Nesse caso, o conceito de interpretante está diretamente relacionado com o
que Serrano Orejuela (out. 2003) chama de competência interpretativa. Entretanto,
já que uma coisa, para ser interpretada, tem de ser, primeiramente, identificada e
já que, para ser identificada, tem de ser, primeiramente, percebida, a competência
interpretativa pressupõe, em primeiro lugar (como ponto de partida), uma
competência perceptiva e, em segundo lugar (como ponto de intermediação), uma
competência identificatória. Por sua vez, a competência perceptiva pressupõe a
capacidade que tem todo ser vivente de captar e reagir a estímulos do meio
exterior. Um aspecto que, como mostra Benito Damasceno (2003, p.2) no
fragmento abaixo, pode ser observado, inclusive, nos seres unicelulares:
A capacidade de captar e reagir a estímulos do meio externo é uma
propriedade essencial dos organismos vivos, de alto valor adaptativo, capaz
de assegurar a sobrevivência. Sua forma mais primitiva e elementar é a
irritabilidade, sensibilidade e tropismo, observados já em seres unicelulares,
capazes de reagir a estímulos físico-químicos diretamente oriundos do objeto
ou fenômeno externo que satisfaz alguma necessidade ou ameaça a vida
desses seres. Os chamados reflexos incondicionados ou inatos dos seres
pluricelulares são de mesma natureza. A partir daqui é que se desenvolvem
formas mais complexas (psíquicas) de captação do (e reação ao) mundo
externo, com a detecção de estímulos (‘sinais’) que não aqueles direta ou
imediatamente ligados ao objeto ou fenômeno vitalmente importante. O
surgimento, primeiro, de receptores para substâncias químicas e, depois, dos
sentidos da visão e audição constitui marco decisivo nesse processo. O
fenômeno psíquico surge com os reflexos condicionados, quando o ser passa a
reagir a algum estímulo que, em si mesmo, não se origina do (nem tem nada a
ver com o) objeto ou fenômeno externo vitalmente importante, mas que
costuma vir antes deste e, portanto, anuncia ou sinaliza sua ocorrência
imediata, por exemplo, quando o cão saliva ao ouvir o barulho de seu dono
abrindo a porta (estímulo condicionado ou ‘sinal’), antes mesmo de o alimento
atingir diretamente sua boca (estímulo incondicionado, ou inato).

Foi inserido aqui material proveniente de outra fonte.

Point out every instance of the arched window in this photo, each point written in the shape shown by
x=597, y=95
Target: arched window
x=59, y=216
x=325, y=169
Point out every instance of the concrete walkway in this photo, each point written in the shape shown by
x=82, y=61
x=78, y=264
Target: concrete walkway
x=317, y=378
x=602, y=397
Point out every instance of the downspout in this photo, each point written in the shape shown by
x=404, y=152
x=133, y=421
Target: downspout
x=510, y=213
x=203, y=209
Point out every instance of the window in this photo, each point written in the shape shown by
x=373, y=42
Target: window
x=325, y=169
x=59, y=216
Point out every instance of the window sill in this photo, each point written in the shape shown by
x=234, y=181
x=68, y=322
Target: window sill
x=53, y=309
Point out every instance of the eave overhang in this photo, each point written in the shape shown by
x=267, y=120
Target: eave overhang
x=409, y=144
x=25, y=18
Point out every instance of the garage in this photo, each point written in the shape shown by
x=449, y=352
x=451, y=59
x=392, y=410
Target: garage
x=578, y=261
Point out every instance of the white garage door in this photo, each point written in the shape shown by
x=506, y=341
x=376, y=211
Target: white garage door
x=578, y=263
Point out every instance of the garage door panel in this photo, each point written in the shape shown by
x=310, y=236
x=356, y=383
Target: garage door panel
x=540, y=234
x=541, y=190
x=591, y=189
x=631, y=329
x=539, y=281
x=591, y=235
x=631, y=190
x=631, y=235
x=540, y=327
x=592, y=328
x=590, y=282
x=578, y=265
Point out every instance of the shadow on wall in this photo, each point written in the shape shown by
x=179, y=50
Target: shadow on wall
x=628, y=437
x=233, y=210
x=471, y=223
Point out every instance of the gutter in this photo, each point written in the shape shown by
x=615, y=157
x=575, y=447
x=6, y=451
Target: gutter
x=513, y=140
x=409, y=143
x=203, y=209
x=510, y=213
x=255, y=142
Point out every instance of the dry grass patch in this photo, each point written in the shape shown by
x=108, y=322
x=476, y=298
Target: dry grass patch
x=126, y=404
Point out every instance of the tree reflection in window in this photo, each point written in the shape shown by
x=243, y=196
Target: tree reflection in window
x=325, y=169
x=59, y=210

E, para caracterizar o que seja de fato tal interpretante, ele faz uma pergunta
e, em seguida, dá-lhe uma resposta:
O que aconteceu aqui? Uma relação física, reconhecida como tal, graças à
interação dinâmica de seu fundamento (o osso), produzindo mudanças físicas
no nervo ótico do estudante de paleontologia, tornou-se, no mesmo momento,
um signo do que tinha sido. Uma relação transcendental, o osso de um
dinossauro, que teve uma vez uma relação física com aquele dinossauro (mas
não mais a tem, estando o dinossauro morto), fez surgir uma relação objetiva,
algo correspondente ao que tinha sido a relação física. A pedra do jardineiro
tornou-se o signo do paleontólogo (Deely, 1990, p. 68).